The second element is that organisations need to make sure they’re connected to the broader ecosystem. If agentic AI really is the future—and many people believe it is—then those agents need to be able to find you and interact with you. That means creating the necessary APIs and perhaps implementing MCPs or other protocols to ensure you can play a role within that ecosystem.

Last but certainly not least, especially when it comes to banking, I think it’s worth asking what the role of a bank will actually be in the future. Will banks essentially become technology companies? Will they change the way they operate, the way they’re organised and the way they serve customers in order to become future-proof?

I think we’re standing on the edge of a very significant transformation.

Kees: I think I can agree with that. I see, Bira, that you want to respond.

Bira: Yes, I wanted to ask Yorick a question.

You’ve been at the forefront with BUX, which for years was one of the frontrunners in making investing accessible and easy. And now you’ve moved to one of the major banks, with legacy systems and, as you described it, spaghetti infrastructure.

How has that transition been for you? And what’s the biggest thing that’s actually holding ABN AMRO back, given that you’ve experienced both worlds?

Yorick: For me it’s really two things.

The first is the way the organisation itself is structured. At a smaller, founder-led company, decision-making, processes, procedures, hierarchy and communication lines are completely different.

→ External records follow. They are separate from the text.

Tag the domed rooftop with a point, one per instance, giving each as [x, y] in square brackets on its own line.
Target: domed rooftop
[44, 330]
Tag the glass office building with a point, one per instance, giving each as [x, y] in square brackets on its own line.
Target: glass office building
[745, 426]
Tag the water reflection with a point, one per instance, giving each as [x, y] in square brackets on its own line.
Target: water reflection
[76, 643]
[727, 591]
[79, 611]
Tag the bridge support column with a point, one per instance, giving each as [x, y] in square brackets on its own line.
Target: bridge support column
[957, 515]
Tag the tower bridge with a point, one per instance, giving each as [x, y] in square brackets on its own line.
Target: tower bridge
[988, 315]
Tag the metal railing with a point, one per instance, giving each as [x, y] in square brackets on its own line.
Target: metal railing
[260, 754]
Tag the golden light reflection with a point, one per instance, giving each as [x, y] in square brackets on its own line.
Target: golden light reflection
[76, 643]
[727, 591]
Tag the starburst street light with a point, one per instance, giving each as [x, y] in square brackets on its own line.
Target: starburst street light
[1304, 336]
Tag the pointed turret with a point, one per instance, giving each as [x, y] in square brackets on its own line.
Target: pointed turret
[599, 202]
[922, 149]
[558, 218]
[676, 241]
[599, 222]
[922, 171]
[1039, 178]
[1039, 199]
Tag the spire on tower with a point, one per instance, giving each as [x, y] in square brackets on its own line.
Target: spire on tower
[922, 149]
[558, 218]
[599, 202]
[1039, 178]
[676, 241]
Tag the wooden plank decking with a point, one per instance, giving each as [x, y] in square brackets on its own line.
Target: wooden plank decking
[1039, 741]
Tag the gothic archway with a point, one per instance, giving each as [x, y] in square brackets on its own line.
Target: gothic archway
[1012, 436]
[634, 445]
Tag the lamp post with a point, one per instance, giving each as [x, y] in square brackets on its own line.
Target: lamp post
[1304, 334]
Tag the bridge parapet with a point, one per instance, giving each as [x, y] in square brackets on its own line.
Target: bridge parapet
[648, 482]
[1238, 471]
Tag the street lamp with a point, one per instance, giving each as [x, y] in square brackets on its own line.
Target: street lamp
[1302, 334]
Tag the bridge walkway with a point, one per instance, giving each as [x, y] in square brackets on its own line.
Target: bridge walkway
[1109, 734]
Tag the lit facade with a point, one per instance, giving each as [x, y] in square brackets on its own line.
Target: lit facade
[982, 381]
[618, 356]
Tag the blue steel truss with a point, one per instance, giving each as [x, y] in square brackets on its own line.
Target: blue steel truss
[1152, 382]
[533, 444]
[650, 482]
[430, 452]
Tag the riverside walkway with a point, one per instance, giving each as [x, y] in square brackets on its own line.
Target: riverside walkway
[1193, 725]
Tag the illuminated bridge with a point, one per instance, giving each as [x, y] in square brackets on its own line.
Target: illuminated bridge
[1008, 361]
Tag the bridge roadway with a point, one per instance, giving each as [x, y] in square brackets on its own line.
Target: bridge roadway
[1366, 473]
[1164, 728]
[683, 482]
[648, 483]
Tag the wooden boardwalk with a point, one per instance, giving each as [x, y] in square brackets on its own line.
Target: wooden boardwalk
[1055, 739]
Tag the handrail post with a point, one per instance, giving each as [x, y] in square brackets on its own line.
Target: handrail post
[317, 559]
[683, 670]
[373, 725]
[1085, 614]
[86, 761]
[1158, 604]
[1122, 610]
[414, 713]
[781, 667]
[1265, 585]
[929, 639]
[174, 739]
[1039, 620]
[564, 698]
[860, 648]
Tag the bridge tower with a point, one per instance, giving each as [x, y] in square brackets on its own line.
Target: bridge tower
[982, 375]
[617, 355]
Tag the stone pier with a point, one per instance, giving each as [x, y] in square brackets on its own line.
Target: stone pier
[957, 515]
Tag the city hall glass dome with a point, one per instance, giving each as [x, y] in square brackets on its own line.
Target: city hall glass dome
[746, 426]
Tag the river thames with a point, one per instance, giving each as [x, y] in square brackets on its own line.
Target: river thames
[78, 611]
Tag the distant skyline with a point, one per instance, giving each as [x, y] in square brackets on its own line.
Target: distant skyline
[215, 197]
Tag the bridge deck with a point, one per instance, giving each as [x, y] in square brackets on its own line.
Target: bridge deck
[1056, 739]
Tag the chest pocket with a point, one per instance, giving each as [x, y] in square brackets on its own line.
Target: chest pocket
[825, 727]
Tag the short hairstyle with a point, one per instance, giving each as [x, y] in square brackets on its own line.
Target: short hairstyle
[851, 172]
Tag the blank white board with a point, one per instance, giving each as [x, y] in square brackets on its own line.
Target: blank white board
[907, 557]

At BUX we were able to scale very quickly, make decisions rapidly and pivot whenever necessary. That allows you to test things, experiment and fail fast. Within a large bank that’s almost impossible. It’s simply the nature of the organisation. It’s a huge oil tanker. There’s fragmentation, decentralisation, and departments don’t always communicate effectively with one another.

On top of that, leadership is divided across many domains, each with its own mandate and accountability, with relatively limited interference from senior management or the Executive Board when it comes to day-to-day decisions.

The second aspect is the technology itself. As I mentioned before, ABN AMRO is a bank with a history of more than 200 years. It’s really a patchwork of organisations that have come together over time to provide the financial services we offer today. Under the bonnet, however, it’s highly complex. All those mergers and acquisitions have resulted in many different systems operating in the background.

That’s the major difference. You first have to solve that complexity before you can truly accelerate, become more agile and deliver new applications more quickly. It simply takes more time.

At the same time, that’s exactly why this is such a great opportunity for me. I’ve seen the other side, and hopefully I can bring some of those experiences into the organisation to help us work differently.

Kees: I hope you succeed.

Yorick: Thank you. Me too.

Kees: We all hope so, I think. Thank you very much, Yorick, and thank you, Bira.

In your keynote, Yorick, you also mentioned that we don’t know what the future holds. You elaborated on the role of the bank as a trusted safeguard, and that trust is not the same as loyalty. Banks really need to keep that in mind throughout this entire AI transition.

I think that’s a nice bridge to your keynote, Kyriakos, because when we talk about trust, AI governance becomes incredibly important. Your keynote was titled AI Governance: Safeguarding Trust While Accelerating Innovation, which is obviously a very relevant topic in the current AI era.

Could you elaborate a bit more on how organisations can accelerate innovation while at the same time safeguarding trust?

Kyriakos: It’s a complex question to answer.

A lot of people in financial services think that regulations and the governance frameworks around AI will slow down innovation and create barriers. Personally, though, I prefer to look at it differently.

We often say that AI governance must scale with AI. In financial services, AI is moving rapidly from experimentation towards enterprise-wide adoption. Governance therefore needs to evolve at the same pace in order to preserve trust, consistency and control.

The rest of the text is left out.